The chamber had wondrous acoustics. While her grandfather was being freeze-dried for the zero-g catacombs—his waters dripping into the flagon from the glass figurines of the ritual condenser—Nemia sang the solo canto of his requiem with a passionate devotion. Some of the words she composed out of memories as she went along, inspiring other singers to weave into the song contrapuntal poetry that complemented her emotion. During the silent interludes between cantos they sipped of his pure water. The elegy could not respectfully be ended until the last drips of condensate from his sublimation had been distributed from catch-pool to goblet to the bloodstreams of those who mourned him.

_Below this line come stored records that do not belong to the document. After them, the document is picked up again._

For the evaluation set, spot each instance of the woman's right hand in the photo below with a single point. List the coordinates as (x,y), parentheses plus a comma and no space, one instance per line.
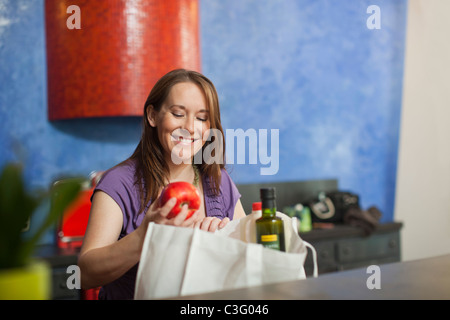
(159,215)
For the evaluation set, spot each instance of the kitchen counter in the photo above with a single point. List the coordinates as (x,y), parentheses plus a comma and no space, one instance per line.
(419,279)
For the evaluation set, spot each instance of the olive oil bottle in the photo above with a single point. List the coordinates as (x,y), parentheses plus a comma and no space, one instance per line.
(269,228)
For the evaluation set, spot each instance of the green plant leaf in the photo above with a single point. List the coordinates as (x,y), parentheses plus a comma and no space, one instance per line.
(17,206)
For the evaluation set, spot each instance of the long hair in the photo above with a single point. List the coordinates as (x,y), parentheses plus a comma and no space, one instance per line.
(151,168)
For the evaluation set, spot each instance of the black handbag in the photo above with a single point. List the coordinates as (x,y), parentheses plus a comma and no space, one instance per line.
(332,206)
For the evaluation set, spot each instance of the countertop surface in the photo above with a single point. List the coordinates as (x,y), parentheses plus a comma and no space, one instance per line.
(419,279)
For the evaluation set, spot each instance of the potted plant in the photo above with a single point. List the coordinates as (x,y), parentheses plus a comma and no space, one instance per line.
(23,277)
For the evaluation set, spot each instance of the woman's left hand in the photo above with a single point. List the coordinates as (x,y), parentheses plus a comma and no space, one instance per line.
(211,224)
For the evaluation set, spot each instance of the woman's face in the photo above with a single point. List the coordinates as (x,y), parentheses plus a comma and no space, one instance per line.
(182,122)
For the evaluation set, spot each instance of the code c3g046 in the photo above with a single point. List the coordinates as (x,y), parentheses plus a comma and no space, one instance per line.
(246,309)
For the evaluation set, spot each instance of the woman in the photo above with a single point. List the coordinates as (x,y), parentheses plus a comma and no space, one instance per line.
(180,114)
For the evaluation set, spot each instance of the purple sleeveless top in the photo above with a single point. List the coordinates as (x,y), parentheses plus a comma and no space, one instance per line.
(119,184)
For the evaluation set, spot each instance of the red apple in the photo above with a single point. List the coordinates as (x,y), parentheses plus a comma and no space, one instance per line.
(185,193)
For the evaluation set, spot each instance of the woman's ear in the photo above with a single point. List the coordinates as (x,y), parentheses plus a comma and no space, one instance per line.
(151,116)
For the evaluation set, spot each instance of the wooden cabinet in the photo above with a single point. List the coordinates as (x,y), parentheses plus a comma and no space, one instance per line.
(345,247)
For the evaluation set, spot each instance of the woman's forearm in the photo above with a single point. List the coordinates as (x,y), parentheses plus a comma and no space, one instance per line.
(100,266)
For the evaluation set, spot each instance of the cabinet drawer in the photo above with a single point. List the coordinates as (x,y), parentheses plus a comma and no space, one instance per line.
(374,247)
(326,257)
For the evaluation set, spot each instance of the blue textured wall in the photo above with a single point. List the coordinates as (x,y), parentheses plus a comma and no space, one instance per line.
(311,69)
(315,71)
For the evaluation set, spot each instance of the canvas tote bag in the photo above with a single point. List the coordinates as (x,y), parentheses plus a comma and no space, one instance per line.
(183,261)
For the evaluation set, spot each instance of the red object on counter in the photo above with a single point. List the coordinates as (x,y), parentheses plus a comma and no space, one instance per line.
(109,65)
(74,222)
(72,226)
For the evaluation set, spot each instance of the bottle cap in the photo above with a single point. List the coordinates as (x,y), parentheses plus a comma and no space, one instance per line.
(256,206)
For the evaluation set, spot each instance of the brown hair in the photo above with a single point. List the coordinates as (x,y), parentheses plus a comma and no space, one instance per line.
(151,169)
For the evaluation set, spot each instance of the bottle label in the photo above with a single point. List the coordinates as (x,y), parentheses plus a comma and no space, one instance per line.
(270,241)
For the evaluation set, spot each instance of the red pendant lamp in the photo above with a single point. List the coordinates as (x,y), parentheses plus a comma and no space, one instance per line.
(108,66)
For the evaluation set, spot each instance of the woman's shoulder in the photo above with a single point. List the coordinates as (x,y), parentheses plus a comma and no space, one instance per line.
(123,173)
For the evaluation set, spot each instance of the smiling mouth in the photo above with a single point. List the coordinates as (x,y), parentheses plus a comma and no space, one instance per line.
(184,140)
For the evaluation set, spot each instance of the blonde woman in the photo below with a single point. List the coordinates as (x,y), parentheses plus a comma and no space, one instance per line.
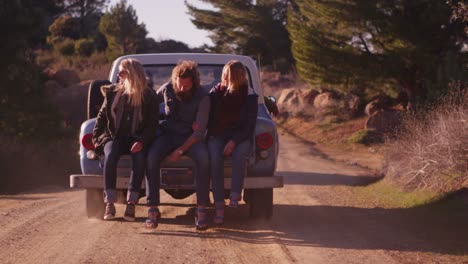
(126,124)
(230,132)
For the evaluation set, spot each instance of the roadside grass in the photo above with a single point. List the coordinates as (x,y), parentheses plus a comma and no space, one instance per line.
(386,194)
(332,140)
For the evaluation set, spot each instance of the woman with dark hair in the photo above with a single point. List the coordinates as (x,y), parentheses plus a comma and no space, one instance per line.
(230,132)
(126,124)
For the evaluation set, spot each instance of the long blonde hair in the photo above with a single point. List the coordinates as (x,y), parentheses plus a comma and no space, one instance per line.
(135,82)
(234,76)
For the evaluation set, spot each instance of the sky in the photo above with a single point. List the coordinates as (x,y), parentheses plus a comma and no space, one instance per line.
(168,19)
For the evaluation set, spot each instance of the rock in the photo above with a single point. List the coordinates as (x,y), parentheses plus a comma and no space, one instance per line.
(352,103)
(325,100)
(309,96)
(65,77)
(291,101)
(385,121)
(371,108)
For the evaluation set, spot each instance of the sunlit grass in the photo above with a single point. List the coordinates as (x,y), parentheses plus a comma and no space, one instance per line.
(388,195)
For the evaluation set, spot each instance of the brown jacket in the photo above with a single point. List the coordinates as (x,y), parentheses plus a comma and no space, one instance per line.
(107,121)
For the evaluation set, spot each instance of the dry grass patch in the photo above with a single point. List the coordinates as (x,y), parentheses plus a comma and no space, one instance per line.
(432,150)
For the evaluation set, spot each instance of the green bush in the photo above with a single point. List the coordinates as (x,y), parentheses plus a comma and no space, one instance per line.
(66,47)
(365,137)
(84,47)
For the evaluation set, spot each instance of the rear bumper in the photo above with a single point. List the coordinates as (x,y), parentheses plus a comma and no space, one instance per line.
(92,181)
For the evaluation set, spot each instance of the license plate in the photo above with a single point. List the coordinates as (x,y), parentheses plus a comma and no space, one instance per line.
(177,177)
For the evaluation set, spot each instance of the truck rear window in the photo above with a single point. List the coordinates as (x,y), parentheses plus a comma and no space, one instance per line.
(210,75)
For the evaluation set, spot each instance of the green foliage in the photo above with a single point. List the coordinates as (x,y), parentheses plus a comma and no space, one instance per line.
(84,8)
(24,113)
(387,194)
(365,137)
(65,47)
(164,46)
(84,47)
(408,46)
(62,28)
(257,30)
(121,28)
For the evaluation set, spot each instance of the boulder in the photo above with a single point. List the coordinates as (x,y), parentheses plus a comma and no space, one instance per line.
(325,100)
(385,121)
(290,101)
(371,108)
(352,103)
(65,77)
(309,96)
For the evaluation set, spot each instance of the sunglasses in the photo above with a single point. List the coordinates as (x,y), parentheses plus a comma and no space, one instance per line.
(122,72)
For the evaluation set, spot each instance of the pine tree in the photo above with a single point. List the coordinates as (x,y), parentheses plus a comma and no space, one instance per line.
(391,45)
(244,27)
(123,32)
(24,110)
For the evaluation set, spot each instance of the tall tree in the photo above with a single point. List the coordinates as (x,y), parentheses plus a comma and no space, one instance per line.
(84,8)
(121,28)
(23,109)
(254,28)
(405,44)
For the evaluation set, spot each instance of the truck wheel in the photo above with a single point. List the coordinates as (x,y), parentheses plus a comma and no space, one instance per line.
(95,97)
(260,203)
(122,197)
(95,206)
(179,193)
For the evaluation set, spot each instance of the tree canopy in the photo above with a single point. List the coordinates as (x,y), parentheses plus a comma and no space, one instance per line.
(409,45)
(121,28)
(23,109)
(245,27)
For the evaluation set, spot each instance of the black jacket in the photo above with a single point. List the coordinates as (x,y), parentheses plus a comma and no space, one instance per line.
(245,128)
(105,128)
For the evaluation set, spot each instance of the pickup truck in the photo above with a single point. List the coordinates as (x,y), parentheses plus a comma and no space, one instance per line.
(177,178)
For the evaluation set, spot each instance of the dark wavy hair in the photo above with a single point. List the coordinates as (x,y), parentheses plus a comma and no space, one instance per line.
(186,69)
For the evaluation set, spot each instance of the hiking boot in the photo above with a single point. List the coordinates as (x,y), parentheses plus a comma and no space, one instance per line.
(110,212)
(130,212)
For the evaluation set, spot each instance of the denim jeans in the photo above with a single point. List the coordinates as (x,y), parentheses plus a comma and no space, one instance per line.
(240,156)
(160,149)
(112,151)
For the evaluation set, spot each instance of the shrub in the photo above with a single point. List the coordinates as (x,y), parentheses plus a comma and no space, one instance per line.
(66,47)
(365,137)
(84,47)
(432,150)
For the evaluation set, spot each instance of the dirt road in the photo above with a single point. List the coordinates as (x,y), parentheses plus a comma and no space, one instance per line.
(308,226)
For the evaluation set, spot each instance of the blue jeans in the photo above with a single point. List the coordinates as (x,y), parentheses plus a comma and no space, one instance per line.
(160,149)
(240,155)
(112,151)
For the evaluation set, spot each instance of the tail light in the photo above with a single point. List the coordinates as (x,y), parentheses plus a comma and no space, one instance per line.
(87,141)
(264,141)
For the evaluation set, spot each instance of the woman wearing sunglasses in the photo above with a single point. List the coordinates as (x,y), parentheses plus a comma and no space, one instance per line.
(126,124)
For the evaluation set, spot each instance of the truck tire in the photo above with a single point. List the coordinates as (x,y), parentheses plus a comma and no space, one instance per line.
(179,193)
(95,97)
(95,206)
(260,203)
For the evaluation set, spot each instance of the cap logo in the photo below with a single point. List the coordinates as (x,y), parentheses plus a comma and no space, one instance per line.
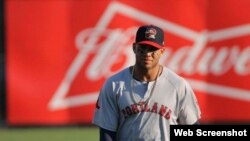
(150,33)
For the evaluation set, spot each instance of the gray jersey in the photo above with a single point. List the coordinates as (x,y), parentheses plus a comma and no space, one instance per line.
(172,102)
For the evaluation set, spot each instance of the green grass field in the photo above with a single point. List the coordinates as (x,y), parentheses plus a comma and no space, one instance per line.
(50,134)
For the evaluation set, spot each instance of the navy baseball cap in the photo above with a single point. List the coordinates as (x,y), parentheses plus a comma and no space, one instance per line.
(150,35)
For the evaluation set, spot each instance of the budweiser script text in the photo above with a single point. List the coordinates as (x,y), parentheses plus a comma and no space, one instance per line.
(112,46)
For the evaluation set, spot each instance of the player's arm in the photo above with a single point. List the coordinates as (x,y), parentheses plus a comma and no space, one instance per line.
(106,135)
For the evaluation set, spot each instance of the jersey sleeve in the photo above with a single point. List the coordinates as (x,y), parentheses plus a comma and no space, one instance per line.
(106,112)
(189,111)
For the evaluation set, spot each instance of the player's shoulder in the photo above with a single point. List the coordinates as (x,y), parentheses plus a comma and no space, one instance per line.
(120,75)
(173,78)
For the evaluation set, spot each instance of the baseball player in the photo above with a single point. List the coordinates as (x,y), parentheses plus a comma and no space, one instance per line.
(140,102)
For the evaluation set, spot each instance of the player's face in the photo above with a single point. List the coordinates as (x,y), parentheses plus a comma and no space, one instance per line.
(147,56)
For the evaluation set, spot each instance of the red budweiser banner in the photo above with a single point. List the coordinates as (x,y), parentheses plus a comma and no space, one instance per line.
(59,53)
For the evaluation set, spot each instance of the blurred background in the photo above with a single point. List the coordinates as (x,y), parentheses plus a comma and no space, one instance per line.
(56,54)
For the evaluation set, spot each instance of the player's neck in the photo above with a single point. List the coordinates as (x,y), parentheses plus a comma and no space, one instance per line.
(148,75)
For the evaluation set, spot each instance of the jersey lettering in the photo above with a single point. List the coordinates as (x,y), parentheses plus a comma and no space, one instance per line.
(164,111)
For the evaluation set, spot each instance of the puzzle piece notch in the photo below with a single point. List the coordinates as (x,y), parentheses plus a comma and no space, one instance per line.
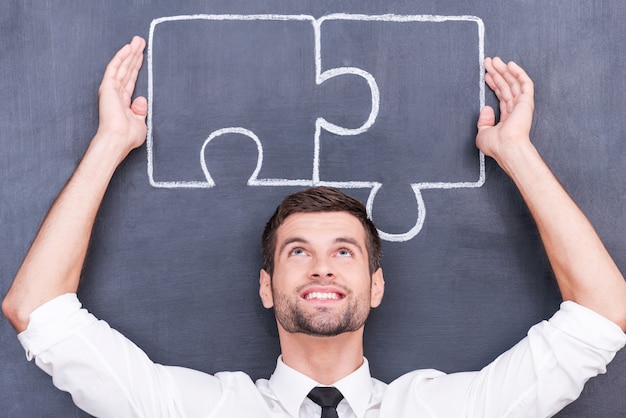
(280,103)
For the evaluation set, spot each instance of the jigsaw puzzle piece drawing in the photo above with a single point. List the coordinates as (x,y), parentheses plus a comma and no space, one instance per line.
(430,96)
(249,75)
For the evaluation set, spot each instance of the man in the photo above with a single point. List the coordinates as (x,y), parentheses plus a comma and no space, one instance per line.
(321,275)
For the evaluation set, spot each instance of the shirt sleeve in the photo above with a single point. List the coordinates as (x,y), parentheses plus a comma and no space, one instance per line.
(536,378)
(106,374)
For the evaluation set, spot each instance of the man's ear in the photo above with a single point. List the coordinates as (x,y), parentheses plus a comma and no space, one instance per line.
(265,289)
(378,288)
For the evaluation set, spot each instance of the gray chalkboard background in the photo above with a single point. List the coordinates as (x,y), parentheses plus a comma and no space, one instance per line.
(175,267)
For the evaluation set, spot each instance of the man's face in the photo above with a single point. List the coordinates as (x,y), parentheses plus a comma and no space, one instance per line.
(321,284)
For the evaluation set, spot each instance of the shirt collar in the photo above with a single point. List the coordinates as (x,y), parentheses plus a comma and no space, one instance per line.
(291,387)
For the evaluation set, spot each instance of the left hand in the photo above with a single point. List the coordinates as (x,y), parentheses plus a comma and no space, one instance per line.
(515,91)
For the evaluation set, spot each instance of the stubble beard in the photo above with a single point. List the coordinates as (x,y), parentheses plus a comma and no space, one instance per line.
(323,321)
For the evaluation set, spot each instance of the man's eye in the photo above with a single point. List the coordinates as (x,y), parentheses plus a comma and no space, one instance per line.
(344,252)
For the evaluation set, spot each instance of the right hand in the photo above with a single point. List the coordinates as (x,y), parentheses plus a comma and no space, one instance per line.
(121,120)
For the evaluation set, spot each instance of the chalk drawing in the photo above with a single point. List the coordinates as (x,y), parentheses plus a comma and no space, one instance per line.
(320,123)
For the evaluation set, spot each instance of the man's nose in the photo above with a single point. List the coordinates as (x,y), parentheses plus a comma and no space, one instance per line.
(321,268)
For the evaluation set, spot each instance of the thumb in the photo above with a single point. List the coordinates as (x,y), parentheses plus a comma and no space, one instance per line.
(486,119)
(140,106)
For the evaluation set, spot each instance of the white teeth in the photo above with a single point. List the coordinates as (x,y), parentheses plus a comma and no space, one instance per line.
(322,296)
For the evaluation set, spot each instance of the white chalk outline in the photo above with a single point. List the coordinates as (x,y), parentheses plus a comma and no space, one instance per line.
(320,122)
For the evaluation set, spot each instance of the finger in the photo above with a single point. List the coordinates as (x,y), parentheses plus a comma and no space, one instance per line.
(499,84)
(486,119)
(129,69)
(525,82)
(140,106)
(131,64)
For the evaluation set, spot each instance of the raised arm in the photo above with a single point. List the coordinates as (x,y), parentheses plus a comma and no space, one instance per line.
(54,262)
(585,272)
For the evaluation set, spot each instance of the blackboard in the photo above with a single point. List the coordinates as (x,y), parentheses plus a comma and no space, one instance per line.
(253,100)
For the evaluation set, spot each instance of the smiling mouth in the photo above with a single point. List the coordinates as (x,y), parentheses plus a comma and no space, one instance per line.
(323,296)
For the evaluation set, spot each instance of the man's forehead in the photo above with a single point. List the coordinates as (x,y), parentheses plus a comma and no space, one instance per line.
(315,224)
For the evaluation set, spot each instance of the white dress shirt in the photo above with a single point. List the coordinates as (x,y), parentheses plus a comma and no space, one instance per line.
(108,376)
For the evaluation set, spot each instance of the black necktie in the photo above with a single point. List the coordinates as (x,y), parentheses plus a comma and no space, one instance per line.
(328,398)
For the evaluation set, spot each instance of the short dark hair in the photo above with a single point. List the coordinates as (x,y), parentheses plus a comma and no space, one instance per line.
(319,199)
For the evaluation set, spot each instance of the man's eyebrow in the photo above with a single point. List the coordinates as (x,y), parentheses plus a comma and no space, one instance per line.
(292,240)
(339,240)
(349,240)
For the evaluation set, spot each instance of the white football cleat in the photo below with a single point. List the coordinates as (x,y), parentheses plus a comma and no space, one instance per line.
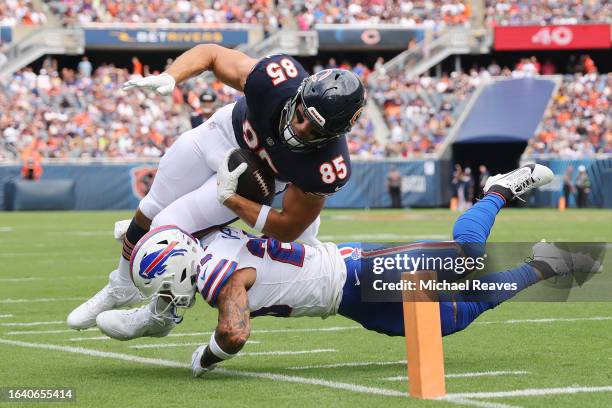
(110,297)
(518,182)
(564,262)
(132,324)
(196,365)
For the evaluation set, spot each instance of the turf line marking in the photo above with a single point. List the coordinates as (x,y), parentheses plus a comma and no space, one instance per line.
(169,345)
(287,353)
(531,392)
(38,278)
(33,323)
(353,364)
(18,332)
(467,375)
(261,331)
(19,279)
(381,237)
(475,403)
(234,373)
(548,320)
(7,301)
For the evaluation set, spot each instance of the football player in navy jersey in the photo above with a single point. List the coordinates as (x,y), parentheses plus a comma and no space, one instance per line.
(294,122)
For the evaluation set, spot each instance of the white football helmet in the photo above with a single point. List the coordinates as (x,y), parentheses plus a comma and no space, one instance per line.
(165,263)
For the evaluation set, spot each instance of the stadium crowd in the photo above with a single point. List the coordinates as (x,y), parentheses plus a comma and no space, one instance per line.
(303,15)
(517,12)
(578,123)
(420,111)
(14,12)
(82,112)
(71,114)
(164,11)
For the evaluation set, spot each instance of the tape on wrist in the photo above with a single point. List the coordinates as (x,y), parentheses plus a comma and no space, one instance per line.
(217,351)
(262,217)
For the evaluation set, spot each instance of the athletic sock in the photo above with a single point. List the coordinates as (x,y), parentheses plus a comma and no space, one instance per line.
(473,227)
(132,236)
(468,308)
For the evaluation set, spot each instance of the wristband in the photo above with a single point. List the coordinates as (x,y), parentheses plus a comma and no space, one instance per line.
(262,217)
(217,351)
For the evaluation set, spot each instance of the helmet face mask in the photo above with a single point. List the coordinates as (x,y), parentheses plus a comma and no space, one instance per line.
(164,265)
(331,100)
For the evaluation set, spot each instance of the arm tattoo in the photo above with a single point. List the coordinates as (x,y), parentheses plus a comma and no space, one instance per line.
(234,325)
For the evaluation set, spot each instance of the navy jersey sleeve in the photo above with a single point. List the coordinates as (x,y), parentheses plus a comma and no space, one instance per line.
(272,81)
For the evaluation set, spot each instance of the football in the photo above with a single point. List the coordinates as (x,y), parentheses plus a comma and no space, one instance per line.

Later, alone, in private tribute, she gave the desiccated corpse a last farewell, a gentle touch of the hand not to mar his porous fragility, a wet tear, and the gift of a golden rose from the bronze rosepot of her parlor atrium. She had personally carved the lid of his sarcophagus, a pentagon of brilliantly colored petunias shaped from many woods. She closed the familiar lid, feeling a youth’s first pangs of mortality.